Ini tak beda dari proses pemilihan satu keadaan kuantum dari banyak keadaan yang mungkin dalam proses pengukuran sistem kuantum. Kombinasi dari ketakpastian dan kepastian kuantum itulah yang menurut Zohar merupakan esensi dari proses kesadaran manusia.
Kalau fluktuasi vakum, dentuman besar, evolusi jagatraya, evolusi biologis dan proses kesadaran manusia adalah satu kesinambungan dan kesatuan, maka di mana letak Tuhan dalam visi kuantum yang dijajakan Danah Zohar ini? Di sinilah letak revolusi teologis yang ditawarkan Zohar. Irama antara ketidakpastian dan kepastian dalam waktu yang mendasari semua proses disebut terdahulu itu tidak lain dan tidak bukan, menurut Zohar, adalah intisari dari kreativitas Tuhan Yang Maha Pencipta.
Dentuman besar adalah awal dari proses kreasi. Proses evolusi dari yang kosmologis hingga yang psikologis adalah kelanjutan dari proses Kreasi Ilahiah itu sendiri. Dengan sendirinya proses sejarah manusia sebagai bagian dari proses evolusi semesta juga merupakan proses Ilahiah.
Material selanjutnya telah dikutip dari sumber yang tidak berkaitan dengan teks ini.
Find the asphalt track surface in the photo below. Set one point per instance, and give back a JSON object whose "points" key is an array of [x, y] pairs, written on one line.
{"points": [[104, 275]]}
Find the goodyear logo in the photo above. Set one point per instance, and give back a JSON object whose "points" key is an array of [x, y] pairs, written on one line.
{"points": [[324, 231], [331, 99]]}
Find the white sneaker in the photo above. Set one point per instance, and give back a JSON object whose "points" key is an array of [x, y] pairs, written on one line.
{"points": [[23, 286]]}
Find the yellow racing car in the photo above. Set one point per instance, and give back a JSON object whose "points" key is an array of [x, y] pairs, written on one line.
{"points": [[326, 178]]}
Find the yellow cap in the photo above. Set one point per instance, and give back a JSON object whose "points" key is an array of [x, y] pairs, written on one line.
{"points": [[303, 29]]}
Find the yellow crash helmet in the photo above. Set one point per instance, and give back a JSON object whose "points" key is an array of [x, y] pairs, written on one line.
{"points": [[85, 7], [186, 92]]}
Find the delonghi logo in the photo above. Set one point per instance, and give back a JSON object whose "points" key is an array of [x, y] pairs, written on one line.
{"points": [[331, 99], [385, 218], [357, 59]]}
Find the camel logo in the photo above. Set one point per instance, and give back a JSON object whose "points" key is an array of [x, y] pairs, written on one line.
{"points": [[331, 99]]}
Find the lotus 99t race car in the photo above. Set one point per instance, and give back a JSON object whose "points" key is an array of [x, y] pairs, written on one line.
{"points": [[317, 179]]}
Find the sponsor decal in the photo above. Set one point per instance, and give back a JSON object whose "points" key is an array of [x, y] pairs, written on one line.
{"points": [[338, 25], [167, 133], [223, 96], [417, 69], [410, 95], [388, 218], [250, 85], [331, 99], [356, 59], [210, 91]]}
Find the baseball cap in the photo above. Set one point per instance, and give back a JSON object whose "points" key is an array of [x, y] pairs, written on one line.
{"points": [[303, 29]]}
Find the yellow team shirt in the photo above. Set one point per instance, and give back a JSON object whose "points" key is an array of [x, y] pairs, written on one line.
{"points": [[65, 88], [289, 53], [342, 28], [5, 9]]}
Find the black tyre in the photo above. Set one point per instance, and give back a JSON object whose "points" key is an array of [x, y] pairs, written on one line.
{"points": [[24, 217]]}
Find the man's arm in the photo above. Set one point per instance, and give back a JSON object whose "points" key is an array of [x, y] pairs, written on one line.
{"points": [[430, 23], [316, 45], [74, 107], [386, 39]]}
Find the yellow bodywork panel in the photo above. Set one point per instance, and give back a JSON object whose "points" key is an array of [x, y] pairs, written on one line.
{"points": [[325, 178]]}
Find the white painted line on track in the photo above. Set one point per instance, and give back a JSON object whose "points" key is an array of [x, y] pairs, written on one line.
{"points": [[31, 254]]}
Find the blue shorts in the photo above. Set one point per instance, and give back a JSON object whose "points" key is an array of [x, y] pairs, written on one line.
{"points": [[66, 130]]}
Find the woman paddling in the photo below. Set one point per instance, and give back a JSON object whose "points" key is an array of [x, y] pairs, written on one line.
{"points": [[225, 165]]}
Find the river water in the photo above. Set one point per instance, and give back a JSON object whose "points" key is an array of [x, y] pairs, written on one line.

Dengan visi kuantum yang teologis ini Tuhan bersifat imanen. Pandangan ini bukanlah pandangan baru. Banyak para mistikus dari berbagai agama meyakininya. Banyak para filosof mencoba memberikan landasan rasional logis bagi keyakinan ini. Bahkan beberapa diantara para penemu fisika modern itu sendiri, seperti misalnya Albert Einstein, meyakininya. Namun, seperti kita ketahui, pandangan ini kebanyakan ditentang oleh para pemuka agama formal terutama dalam tradisi keagamaan Ibrahimiah.
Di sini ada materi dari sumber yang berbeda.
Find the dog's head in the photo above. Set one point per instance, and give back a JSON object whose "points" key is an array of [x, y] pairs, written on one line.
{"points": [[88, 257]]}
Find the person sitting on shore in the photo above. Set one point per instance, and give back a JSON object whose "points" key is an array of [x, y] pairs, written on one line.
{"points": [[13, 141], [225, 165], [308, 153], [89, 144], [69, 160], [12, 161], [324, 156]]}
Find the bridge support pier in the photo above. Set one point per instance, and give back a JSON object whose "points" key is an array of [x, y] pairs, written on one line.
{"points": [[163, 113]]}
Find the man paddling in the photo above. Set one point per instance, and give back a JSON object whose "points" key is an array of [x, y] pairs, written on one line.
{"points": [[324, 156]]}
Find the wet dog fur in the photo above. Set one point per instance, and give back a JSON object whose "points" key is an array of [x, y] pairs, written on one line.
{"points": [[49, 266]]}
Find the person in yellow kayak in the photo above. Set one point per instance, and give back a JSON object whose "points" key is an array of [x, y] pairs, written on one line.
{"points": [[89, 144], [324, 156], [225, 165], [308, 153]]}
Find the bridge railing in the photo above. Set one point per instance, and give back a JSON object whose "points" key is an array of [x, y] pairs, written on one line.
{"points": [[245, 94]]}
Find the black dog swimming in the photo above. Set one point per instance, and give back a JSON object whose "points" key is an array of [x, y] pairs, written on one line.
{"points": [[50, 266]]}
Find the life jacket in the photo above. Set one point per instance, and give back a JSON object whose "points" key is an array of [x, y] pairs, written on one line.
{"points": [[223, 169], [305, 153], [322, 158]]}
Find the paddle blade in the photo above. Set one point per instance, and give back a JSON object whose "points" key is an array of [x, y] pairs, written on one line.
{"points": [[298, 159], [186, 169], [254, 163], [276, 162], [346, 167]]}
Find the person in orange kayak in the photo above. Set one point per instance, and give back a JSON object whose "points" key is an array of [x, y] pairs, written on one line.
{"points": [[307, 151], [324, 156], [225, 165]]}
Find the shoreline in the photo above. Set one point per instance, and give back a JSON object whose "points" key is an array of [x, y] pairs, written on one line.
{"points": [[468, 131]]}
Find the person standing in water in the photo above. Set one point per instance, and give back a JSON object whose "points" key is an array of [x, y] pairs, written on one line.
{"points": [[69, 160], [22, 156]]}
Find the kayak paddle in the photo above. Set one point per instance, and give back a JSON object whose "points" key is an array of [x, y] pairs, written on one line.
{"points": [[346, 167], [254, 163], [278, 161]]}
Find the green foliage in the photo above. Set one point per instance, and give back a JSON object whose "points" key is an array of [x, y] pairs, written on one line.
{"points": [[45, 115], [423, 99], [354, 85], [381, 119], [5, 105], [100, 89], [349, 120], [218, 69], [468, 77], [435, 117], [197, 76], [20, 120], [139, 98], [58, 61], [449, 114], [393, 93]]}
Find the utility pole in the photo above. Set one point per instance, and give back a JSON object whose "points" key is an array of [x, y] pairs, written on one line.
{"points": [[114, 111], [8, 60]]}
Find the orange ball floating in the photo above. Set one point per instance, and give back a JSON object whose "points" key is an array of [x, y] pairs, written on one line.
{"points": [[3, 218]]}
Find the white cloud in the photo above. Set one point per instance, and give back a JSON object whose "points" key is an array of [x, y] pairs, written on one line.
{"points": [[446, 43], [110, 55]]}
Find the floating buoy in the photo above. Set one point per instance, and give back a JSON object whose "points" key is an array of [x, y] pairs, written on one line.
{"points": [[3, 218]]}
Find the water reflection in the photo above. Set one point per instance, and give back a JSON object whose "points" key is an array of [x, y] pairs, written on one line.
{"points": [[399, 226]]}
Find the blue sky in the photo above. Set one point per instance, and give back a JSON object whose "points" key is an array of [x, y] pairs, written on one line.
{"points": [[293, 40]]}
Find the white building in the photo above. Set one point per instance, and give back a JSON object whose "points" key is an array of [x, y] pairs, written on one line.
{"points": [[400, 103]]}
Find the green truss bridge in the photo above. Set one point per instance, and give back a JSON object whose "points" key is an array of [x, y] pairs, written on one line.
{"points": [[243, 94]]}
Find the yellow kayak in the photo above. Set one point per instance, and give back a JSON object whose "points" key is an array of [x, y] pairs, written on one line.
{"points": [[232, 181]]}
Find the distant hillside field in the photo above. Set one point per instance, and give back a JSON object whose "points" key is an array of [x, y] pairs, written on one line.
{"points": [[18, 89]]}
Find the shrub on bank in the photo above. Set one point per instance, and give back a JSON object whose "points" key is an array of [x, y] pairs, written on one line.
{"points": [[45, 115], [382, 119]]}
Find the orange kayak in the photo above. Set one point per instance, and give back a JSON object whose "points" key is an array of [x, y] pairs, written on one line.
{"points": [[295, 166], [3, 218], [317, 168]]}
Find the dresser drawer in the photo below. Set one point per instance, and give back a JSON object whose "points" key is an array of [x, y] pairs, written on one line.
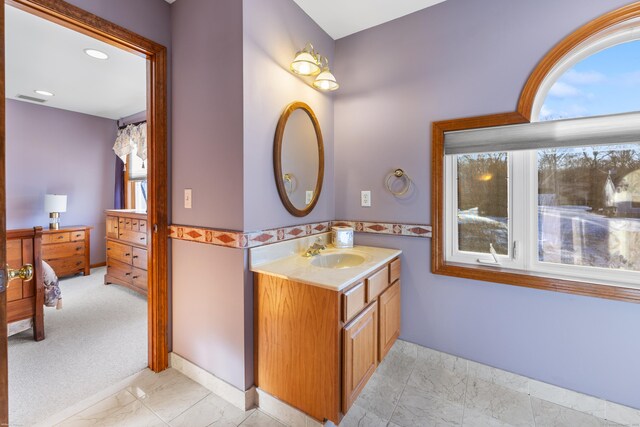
{"points": [[120, 270], [67, 266], [133, 237], [77, 236], [376, 283], [62, 250], [140, 258], [119, 252], [353, 301], [48, 238], [139, 279]]}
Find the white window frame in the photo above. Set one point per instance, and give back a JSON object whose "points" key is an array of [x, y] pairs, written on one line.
{"points": [[523, 229]]}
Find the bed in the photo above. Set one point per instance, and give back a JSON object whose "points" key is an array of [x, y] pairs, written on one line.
{"points": [[25, 299]]}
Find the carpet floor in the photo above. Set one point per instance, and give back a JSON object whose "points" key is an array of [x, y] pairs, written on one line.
{"points": [[97, 339]]}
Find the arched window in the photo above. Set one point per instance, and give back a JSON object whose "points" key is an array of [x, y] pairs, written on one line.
{"points": [[549, 196]]}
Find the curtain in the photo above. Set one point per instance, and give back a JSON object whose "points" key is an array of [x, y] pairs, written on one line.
{"points": [[118, 198], [130, 137]]}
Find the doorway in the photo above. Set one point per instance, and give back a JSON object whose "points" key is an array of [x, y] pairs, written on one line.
{"points": [[81, 21]]}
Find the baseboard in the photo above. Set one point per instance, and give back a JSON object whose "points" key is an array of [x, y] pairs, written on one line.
{"points": [[241, 399]]}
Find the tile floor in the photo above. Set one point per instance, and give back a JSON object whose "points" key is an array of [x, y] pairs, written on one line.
{"points": [[414, 386]]}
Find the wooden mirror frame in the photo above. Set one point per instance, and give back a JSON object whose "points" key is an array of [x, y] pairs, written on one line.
{"points": [[523, 114], [277, 158]]}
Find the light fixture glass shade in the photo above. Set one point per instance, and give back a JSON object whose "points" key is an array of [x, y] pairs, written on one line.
{"points": [[305, 64], [326, 81], [55, 203]]}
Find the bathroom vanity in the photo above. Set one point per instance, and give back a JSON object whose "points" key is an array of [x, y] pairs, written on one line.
{"points": [[323, 323]]}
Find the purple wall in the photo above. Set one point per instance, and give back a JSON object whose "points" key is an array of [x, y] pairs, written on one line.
{"points": [[456, 59], [274, 30], [56, 151], [209, 315], [207, 112]]}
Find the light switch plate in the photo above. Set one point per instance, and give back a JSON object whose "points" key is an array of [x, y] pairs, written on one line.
{"points": [[365, 199], [187, 198]]}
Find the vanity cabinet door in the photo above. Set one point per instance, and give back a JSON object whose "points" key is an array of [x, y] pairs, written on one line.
{"points": [[389, 318], [360, 354]]}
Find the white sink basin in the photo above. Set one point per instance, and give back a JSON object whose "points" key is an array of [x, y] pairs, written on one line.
{"points": [[337, 260]]}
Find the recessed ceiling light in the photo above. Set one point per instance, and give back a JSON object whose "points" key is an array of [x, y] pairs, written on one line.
{"points": [[97, 54]]}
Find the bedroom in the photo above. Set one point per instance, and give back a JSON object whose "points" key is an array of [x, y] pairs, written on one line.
{"points": [[64, 112]]}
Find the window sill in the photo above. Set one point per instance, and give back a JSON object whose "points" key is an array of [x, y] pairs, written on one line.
{"points": [[533, 280]]}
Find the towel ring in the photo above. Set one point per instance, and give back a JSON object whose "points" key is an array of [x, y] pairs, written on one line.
{"points": [[290, 182], [401, 175]]}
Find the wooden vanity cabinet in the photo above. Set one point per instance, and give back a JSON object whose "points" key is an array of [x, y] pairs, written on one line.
{"points": [[127, 249], [316, 349]]}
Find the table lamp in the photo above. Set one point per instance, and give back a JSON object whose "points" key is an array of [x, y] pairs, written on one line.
{"points": [[54, 204]]}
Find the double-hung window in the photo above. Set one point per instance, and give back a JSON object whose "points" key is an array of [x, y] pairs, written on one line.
{"points": [[556, 199]]}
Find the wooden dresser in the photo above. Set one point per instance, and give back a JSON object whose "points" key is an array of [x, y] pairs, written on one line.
{"points": [[127, 237], [67, 250]]}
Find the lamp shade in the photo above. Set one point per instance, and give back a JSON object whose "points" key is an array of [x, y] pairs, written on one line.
{"points": [[305, 64], [55, 203], [326, 81]]}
Apa yang diajukan oleh Zohar ialah kenyataan bahwa pandangan imanensi teologis tidak dapat dihindarkan jika kita mau menerima kebenaran ilmiah yang diberikan oleh fisika kuantum. Dan, bagi Zohar, keyakinan ini tak bertentangan dengan pandangan transendensi teologis. Kedua pandangan teologis itu bukan saling bertentangan tetapi saling lengkap-melengkapi, seperti halnya pandangan gelombang dan pandangan partikel sama-sama benarnya untuk sistem-sistem mikroskopis
Dengan visi teologi kuantum yang holistik ini, Zohar menolak hilangnya individualitas dalam realitas mutlak seperti yang sering dikesankan oleh para mistikus dalam pandangan-pandangannya. Begitu pula ia menolak larinya individu dari realitas sosial seperti yang dikesankan oleh para mistikus dalam praktek-prakteknya.
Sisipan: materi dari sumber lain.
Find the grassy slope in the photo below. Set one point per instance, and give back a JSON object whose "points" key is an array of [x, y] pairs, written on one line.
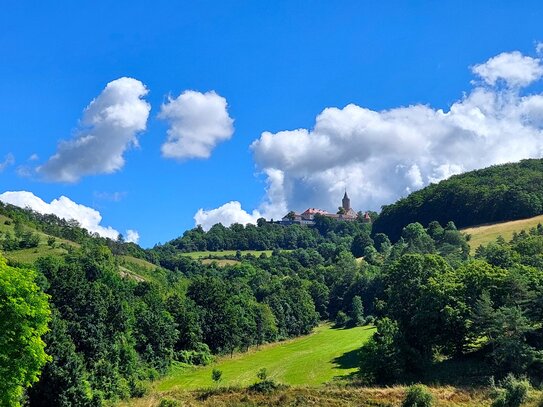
{"points": [[135, 268], [484, 234], [310, 360], [29, 256]]}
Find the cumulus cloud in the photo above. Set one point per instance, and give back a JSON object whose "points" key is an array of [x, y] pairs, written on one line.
{"points": [[132, 236], [227, 214], [109, 127], [9, 160], [380, 156], [116, 196], [512, 67], [197, 123], [65, 208]]}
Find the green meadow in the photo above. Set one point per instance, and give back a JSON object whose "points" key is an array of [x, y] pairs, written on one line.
{"points": [[311, 360]]}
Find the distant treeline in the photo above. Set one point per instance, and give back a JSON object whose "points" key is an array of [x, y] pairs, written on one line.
{"points": [[263, 236], [498, 193]]}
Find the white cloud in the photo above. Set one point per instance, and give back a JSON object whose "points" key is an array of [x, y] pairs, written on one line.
{"points": [[227, 214], [63, 207], [109, 127], [132, 236], [380, 156], [512, 67], [116, 196], [198, 122], [9, 160]]}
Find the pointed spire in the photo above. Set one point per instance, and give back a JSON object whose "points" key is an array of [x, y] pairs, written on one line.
{"points": [[346, 202]]}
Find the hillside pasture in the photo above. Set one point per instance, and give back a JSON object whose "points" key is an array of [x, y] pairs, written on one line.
{"points": [[484, 234], [310, 360]]}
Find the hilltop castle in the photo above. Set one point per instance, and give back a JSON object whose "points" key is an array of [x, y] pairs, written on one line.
{"points": [[345, 213]]}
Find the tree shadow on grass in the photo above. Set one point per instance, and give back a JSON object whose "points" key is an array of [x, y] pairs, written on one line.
{"points": [[349, 360]]}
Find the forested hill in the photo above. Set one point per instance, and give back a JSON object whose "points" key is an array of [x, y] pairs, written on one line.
{"points": [[498, 193]]}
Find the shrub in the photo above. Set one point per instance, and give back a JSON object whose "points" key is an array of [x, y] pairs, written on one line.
{"points": [[168, 403], [513, 392], [341, 318], [216, 375], [266, 387], [262, 374], [418, 396]]}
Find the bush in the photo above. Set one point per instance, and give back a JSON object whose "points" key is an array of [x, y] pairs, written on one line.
{"points": [[341, 319], [195, 357], [216, 375], [168, 403], [418, 396], [513, 392], [266, 387]]}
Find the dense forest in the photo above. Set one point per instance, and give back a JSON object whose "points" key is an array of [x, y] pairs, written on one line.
{"points": [[498, 193], [78, 328]]}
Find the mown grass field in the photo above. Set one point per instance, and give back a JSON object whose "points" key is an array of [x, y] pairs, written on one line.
{"points": [[306, 361], [29, 256], [481, 235]]}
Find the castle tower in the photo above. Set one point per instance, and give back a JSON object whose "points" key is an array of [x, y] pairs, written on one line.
{"points": [[346, 202]]}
Individu dan masyarakat adalah aspek-aspek yang komplementer seperti halnya partikel dan gelombang dalam realitas kuantum. Individu itu bagaikan fermion dan hubungan sosial itu bagaikan boson.yang menghubungkan satu fermion dengan fermion lainnya.
Oleh karena itu visi keberagamaan Danah Zohar yang didasarkan pada visi teologisnya bersifat dwieka pula. Penghayatan keagamaan bersifat pribadi sekaligus kolektif. Kebersamaan religius inilah yang menurut Zohar merupakan kelanjutan evolusi semesta di masa depan.
Kebersamaan religius ini bersumber ketidaksadaran kolektif yang menurut Carl Gustaf Jung tertanam dalam-dalam di bawah kesadaran pribadi. Sedangkan bagi Zohar, ketidaksadaran kolektif religius itu tak lain dari eksitasi vakum. Jadi evolusi semesta berjalan dari vakum kembali menuju ke vakum.